In his TED talk, Northwestern University economist Robert Gordon replied to these questions with the argument that innovation isn’t likely to get us out of the global economic stagnation and that economic growth itself – contrary to the assumption that has become nearly universal since the 1950s – might not be a continuous process that will persist forever.
MIT economist Erik Brynjolfsson then countered this view with a talk that advanced the exact opposite argument: Income may be falling, but creative productivity and innovation are as strong as ever. The benefits of technology take longer to root than we expect and we have a bias against the future: we simply can’t foresee the things we haven’t invented yet.
TED curator Chris Anderson then engaged the two economists in a debate. Gordon asked Brynjolfsson about the value of some of the innovations he mentioned in his talk, from highly intelligent machines like IBM’s Watson to free streamed music. These technologies, Gordon pointed out, make money for their inventors and owners but put multitudes of people out of employment. At this point, I couldn’t help but think about my conversation with Sen. Wofford—I could hear Gandhi’s voice!
|Robert Gordon, Chris Anderson and Erik Brynjolfsson at TED2013|
Gordon also asked Brynjolfsson: What good is a world where we have machine intelligence and free music but no gainful employment and a broken education system? Brynjolfsson countered with some poignant answers, but he, too, acknowledged that optimism has its limits. At the end, these two very different-thinking economists seemed to converge on one point: We are witnessing a great decoupling of productivity from employment and wealth from work.
Technology is racing ahead, but leaving 99 percent of society behind.
It’s true that difficult challenges lie ahead of us. And yet, I believe that the “new machine age” that Brynjolfsson describes holds tremendous promise. I believe it can help catalyze much-needed systemic change and forever remove the most persistent barriers that prevent people from living a full life. We need that kind of change—for the good of all humanity!
Both my conversation with Sen. Wofford and the conversation I witnessed between these two economists at TED reminded me of how this is such an exciting time for social enterprises—and especially for us at Benetech. We’re operating at the nexus of multiple high-change and high-impact industries, from the mission-driven technology development sector to the social sector users who utilize that technology to “be the change they wish to see.”
Technology has redefined what’s possible for our society and each week brings news of organizations doing great things with it for the social good. In addition, now more than ever, those who have benefited greatly from technology are giving back. For example, the Giving Pledge campaign that began with efforts by Bill and Melinda Gates and Warren Buffett is encouraging the world’s wealthiest individuals and families to commit to giving the majority of their wealth to philanthropy. It’s a powerful example of this “brave new world” we live in, where private resources are deployed to create and sustain public goods.
So, yes, I do feel optimistic.

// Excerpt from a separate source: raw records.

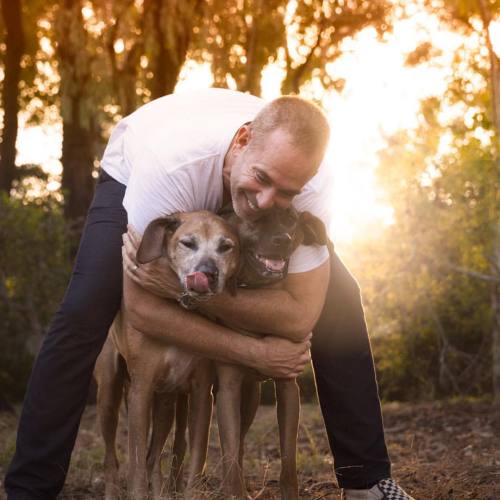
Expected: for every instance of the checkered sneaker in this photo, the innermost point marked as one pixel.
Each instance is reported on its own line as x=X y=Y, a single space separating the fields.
x=392 y=491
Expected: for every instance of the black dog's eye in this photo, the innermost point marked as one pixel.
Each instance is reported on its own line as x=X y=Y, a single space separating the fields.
x=191 y=244
x=288 y=219
x=225 y=247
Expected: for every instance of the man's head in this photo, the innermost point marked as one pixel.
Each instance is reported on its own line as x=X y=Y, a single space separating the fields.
x=273 y=157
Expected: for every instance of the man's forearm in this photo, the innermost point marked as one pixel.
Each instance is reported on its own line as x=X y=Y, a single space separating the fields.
x=266 y=311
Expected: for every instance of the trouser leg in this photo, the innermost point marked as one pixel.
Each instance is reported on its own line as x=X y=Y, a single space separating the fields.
x=347 y=388
x=59 y=382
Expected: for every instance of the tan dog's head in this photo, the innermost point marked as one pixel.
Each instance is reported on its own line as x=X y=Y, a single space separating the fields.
x=202 y=249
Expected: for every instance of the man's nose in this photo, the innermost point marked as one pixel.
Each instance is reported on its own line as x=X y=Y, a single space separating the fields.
x=265 y=199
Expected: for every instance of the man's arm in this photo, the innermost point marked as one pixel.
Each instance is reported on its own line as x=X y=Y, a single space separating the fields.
x=290 y=312
x=166 y=321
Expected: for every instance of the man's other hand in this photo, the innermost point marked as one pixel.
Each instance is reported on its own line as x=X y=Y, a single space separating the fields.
x=156 y=276
x=281 y=358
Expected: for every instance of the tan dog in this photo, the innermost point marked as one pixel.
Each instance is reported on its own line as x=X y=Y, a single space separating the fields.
x=266 y=246
x=203 y=250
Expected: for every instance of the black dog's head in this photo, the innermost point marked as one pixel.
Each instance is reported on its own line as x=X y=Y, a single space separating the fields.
x=267 y=243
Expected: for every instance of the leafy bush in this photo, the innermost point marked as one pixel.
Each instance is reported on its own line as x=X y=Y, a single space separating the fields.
x=34 y=269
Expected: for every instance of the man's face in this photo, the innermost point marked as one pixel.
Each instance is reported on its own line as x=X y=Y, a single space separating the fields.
x=269 y=176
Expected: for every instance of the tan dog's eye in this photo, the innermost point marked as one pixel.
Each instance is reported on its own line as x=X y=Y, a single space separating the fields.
x=225 y=246
x=191 y=244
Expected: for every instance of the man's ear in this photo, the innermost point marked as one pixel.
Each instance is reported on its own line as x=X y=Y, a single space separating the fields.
x=242 y=136
x=152 y=244
x=313 y=229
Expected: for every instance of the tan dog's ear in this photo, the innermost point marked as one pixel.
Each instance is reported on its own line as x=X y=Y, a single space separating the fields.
x=313 y=228
x=152 y=243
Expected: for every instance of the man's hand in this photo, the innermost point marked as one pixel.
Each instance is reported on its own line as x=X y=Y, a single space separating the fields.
x=156 y=277
x=280 y=358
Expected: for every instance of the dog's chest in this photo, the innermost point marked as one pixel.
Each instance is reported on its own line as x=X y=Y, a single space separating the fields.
x=177 y=367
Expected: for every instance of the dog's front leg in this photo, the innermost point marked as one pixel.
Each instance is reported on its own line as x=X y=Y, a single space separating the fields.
x=179 y=449
x=249 y=406
x=110 y=375
x=163 y=417
x=139 y=414
x=288 y=408
x=230 y=379
x=200 y=415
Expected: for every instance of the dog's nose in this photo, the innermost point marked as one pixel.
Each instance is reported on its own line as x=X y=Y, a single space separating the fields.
x=209 y=268
x=281 y=240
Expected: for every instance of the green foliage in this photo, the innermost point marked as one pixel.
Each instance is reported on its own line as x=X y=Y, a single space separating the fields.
x=34 y=269
x=428 y=302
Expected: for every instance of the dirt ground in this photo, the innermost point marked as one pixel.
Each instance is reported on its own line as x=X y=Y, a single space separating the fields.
x=439 y=451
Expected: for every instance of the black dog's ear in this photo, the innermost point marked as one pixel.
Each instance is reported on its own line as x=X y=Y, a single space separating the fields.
x=232 y=285
x=313 y=228
x=152 y=243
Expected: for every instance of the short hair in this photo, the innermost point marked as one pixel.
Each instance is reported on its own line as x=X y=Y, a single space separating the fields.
x=303 y=120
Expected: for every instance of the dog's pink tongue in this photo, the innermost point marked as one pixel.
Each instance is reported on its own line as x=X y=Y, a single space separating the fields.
x=275 y=264
x=198 y=282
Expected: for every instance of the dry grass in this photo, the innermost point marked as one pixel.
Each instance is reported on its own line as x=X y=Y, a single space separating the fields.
x=439 y=450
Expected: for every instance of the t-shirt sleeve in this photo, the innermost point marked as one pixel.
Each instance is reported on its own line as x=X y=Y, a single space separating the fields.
x=317 y=202
x=152 y=191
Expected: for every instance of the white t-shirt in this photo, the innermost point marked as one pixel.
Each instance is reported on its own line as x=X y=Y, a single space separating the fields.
x=170 y=153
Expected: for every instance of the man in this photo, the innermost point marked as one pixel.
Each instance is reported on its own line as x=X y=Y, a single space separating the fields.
x=198 y=151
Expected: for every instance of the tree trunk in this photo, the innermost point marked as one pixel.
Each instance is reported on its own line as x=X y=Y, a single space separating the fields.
x=169 y=31
x=495 y=257
x=77 y=160
x=11 y=10
x=75 y=72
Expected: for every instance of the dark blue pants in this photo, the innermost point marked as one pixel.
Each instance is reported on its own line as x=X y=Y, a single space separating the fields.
x=61 y=375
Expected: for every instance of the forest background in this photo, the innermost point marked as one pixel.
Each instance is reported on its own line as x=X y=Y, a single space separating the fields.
x=430 y=274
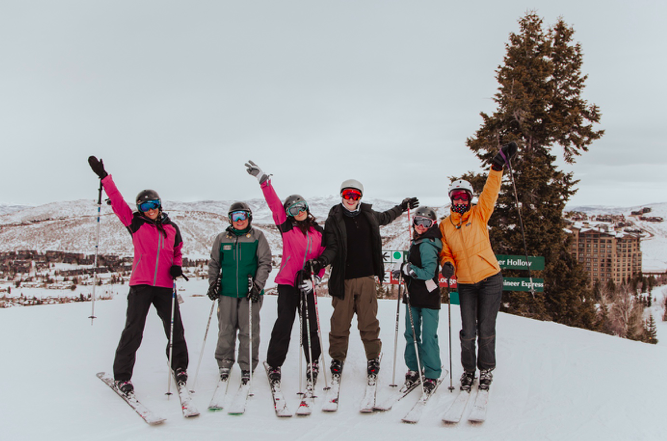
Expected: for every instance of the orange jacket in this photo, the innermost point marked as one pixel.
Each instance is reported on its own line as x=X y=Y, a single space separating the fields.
x=465 y=238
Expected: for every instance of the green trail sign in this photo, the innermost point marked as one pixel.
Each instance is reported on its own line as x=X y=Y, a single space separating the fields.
x=519 y=262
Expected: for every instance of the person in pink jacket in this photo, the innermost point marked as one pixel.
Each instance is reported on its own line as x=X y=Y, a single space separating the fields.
x=302 y=241
x=157 y=262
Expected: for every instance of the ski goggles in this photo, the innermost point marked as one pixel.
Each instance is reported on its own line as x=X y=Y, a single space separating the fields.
x=149 y=205
x=460 y=195
x=351 y=193
x=237 y=216
x=296 y=208
x=423 y=222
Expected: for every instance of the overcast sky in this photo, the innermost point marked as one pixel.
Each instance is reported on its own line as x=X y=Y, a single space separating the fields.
x=176 y=96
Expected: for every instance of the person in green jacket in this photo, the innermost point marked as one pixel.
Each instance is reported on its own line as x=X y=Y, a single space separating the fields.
x=237 y=271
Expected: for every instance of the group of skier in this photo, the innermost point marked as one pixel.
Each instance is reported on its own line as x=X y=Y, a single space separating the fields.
x=350 y=243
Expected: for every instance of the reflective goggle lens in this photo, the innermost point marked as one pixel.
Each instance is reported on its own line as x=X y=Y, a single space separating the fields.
x=297 y=207
x=423 y=221
x=460 y=195
x=149 y=205
x=355 y=195
x=238 y=216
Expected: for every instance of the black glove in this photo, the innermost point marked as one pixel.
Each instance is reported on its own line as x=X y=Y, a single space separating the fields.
x=176 y=271
x=254 y=170
x=447 y=270
x=253 y=290
x=97 y=166
x=409 y=202
x=313 y=266
x=504 y=156
x=213 y=291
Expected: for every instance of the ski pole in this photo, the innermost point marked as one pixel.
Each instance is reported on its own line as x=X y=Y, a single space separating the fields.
x=201 y=353
x=171 y=340
x=398 y=314
x=523 y=233
x=414 y=339
x=319 y=333
x=449 y=313
x=97 y=248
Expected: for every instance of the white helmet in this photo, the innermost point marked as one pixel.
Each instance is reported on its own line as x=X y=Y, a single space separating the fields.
x=352 y=183
x=460 y=185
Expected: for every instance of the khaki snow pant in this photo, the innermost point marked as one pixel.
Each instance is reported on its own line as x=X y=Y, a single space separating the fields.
x=360 y=298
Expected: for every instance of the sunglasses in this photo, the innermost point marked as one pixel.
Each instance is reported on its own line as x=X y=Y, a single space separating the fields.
x=355 y=195
x=460 y=195
x=423 y=221
x=238 y=216
x=149 y=205
x=296 y=208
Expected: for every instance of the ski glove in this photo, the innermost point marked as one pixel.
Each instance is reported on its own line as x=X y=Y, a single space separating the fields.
x=409 y=203
x=253 y=290
x=447 y=270
x=213 y=291
x=176 y=271
x=254 y=170
x=504 y=156
x=97 y=166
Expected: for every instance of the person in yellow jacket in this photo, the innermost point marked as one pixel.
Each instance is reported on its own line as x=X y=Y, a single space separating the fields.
x=467 y=253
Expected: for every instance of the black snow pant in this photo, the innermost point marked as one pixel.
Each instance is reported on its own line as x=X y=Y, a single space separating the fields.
x=139 y=301
x=288 y=305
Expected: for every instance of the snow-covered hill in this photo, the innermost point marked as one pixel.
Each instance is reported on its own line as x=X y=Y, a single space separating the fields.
x=552 y=382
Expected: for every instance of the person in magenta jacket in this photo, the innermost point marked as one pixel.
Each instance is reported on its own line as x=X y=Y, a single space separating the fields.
x=157 y=262
x=302 y=241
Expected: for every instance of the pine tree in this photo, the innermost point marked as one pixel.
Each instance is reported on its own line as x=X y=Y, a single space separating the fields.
x=539 y=105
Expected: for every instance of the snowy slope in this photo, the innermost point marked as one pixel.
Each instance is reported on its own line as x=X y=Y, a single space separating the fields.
x=552 y=382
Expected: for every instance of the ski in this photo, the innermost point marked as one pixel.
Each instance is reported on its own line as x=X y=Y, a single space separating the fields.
x=398 y=395
x=331 y=398
x=187 y=405
x=368 y=401
x=130 y=399
x=413 y=416
x=240 y=399
x=455 y=411
x=478 y=413
x=218 y=399
x=279 y=402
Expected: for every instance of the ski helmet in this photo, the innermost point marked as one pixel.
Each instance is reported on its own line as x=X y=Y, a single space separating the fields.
x=352 y=183
x=240 y=206
x=297 y=201
x=145 y=196
x=427 y=212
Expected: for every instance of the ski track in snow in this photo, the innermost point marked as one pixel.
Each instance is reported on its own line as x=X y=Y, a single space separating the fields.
x=552 y=382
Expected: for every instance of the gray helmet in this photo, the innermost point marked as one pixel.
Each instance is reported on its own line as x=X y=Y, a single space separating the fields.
x=240 y=206
x=352 y=183
x=147 y=195
x=426 y=212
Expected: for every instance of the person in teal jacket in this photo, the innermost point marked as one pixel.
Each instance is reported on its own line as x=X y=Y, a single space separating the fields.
x=421 y=274
x=237 y=271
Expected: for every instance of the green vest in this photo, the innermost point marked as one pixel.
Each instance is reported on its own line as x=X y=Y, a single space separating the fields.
x=238 y=262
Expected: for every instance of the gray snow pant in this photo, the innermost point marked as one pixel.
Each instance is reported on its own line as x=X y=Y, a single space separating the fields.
x=233 y=317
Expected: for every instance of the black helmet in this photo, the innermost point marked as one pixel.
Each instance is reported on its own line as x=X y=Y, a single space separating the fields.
x=426 y=212
x=145 y=196
x=240 y=206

I believe there’s a growing recognition that the world has become a global village and it’s our responsibility to see to it that all “villagers” can improve their lives. Here, too, as I learned from Sen. Wofford, Gandhi’s philosophy is at the heart of the matter. Gandhi firmly believed that economic justice is key to non-violent independence. Creating a just economy, he proposed, meant abolishing the conflict between capital and labor – exactly the source of our problem today (as both Gordon and Brynjolfsson agree). Gandhi therefore called on society’s wealthy individuals to act as trustees, that is, owners of riches not in their own right, but on behalf of the poor (on Gandhi’s theory of trusteeship see, for example, A.K. Dasgupta, Gandhi’s Economic Thought, Routledge, 1996, Chapter 6, esp. pp. 118-23).
As social entrepreneurship moves from niche to mainstream, and the social enterprise economy grows, Benetech looks forward to growing our impact. There are many social needs that continue to go unmet and we have both a passion and a solid track record of successfully meeting those needs for the benefit of all of humanity.
And, I hope more and more of the people behind our terrific technological advances heed Gandhi’s call, to see all of humanity benefits from our incredible technological innovations.